Manoel Carlos afirmou, sem conhecer a opinião de Pallotini, que o sentido dos depoimentos é o de reforçar a ligação da vida "real" com o que se passa nos capítulos. "Ao encerrar a novela com os depoimentos, é como se eu perguntasse aos telespectadores: "Gostaram dessas cenas de ficção que acabaram de ver? Pois então agora fiquem com uma cena real, que foi vivida por uma pessoa comum"."
Para Janine Ribeiro, é natural que esse tipo de depoimento popular surgisse em uma telenovela. "As novelas são o que de melhor a televisão brasileira criou e terminaram por se tornar um espaço privilegiado de discussão pública no país."
Para o professor da USP, a novela foi, durante muito tempo, mais realista do que o "Jornal Nacional" e ainda é mais progressista e menos reacionária que os programas de humor.

"O Dono do Mundo"
O psicanalista Tales Ab'Sáber acredita que a polêmica em torno dos depoimentos reais de "Páginas da Vida" tenha sido acalorada porque as novelas "ocupam um lugar privilegiado na atenção das pessoas e na construção de seu universo imaginário". "Muitos acharam um escândalo uma senhora negra e velha ter contado a primeira vez que gozou. O mais curioso é que esse tipo de discurso sobre a sexualidade pode no outdoor, pode antes e depois da novela, mas na novela não pode. Esse espaço da teledramaturgia, de fato, não é banal. Ele agencia questões e convoca a vida imaginária das pessoas. Algumas, talvez, só tenham vida imaginária aí", defendeu.

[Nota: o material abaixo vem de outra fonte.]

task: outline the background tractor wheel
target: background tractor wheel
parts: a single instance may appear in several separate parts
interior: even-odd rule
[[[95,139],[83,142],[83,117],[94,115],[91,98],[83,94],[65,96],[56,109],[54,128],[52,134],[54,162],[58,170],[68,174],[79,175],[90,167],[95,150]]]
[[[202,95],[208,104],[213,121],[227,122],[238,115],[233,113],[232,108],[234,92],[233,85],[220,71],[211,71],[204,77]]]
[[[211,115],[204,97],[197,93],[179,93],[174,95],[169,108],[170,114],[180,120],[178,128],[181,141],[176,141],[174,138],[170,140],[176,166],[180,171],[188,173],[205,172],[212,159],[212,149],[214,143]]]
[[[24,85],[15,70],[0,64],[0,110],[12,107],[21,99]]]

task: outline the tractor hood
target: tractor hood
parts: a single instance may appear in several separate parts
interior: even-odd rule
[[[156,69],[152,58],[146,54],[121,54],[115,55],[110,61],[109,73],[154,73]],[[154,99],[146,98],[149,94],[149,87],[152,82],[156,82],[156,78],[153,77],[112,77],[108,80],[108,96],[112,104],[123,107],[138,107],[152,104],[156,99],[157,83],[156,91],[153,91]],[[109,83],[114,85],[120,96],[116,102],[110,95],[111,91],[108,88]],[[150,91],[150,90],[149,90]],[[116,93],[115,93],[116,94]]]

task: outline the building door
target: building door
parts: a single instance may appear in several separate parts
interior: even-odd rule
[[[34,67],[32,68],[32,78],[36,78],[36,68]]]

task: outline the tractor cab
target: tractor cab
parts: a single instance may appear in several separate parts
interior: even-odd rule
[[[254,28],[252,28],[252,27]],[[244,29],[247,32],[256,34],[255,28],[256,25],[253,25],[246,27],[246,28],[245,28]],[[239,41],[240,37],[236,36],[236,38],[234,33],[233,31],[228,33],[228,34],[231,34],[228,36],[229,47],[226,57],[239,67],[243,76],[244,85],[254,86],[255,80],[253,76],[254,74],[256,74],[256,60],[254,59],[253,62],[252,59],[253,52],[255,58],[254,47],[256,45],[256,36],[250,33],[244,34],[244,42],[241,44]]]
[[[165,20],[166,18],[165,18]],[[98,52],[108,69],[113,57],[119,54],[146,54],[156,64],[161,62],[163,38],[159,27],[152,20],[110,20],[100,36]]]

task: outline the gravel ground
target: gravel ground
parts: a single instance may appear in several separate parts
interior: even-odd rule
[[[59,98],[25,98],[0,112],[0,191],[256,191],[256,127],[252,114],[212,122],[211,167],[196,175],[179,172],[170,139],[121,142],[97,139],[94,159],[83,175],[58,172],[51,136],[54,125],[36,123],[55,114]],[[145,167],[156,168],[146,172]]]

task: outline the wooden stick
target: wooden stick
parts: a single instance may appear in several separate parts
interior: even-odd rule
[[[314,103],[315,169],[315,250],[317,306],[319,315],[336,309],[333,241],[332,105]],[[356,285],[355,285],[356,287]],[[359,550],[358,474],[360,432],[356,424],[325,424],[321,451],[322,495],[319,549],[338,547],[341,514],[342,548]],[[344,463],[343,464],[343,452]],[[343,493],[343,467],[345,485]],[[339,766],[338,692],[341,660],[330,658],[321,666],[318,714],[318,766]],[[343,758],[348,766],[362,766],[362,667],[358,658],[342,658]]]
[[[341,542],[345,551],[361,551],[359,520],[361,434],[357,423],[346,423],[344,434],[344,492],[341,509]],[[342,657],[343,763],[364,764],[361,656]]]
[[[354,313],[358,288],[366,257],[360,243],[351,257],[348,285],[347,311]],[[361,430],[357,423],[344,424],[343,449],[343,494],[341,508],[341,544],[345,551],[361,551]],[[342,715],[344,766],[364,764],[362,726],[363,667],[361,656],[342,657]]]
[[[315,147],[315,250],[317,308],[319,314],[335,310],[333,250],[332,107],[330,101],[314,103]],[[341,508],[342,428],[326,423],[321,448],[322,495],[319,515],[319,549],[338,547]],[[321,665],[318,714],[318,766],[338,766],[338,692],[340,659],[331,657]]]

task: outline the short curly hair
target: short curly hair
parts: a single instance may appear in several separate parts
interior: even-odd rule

Ele vê no evento do relato ao som de "Côncavo e Convexo" uma reação semelhante, embora em menor escala, à que outra novela, "O Dono do Mundo", provocou no público em 1991.
Em artigo publicado no caderno "Mais!", da Folha, em 2003, Ab'Sáber havia chamado a atenção para o fato de que muitas pessoas desligaram a TV ou mudaram de canal no capítulo em que o protagonista e vilão da trama, Felipe Barreto (Antonio Fagundes), tirava a virgindade da personagem de Malu Mader. Ela era a mocinha da trama e, segundo a história, estaria sendo levada a trair seu noivo com o vilão. A ação de Felipe Barreto, segundo Ab'Sáber, revelava "o poder sádico e cínico de parcela da elite" brasileira. Esse retrato, inesperado numa novela em sua opinião, teria provocado um "curto-circuito na esfera pública".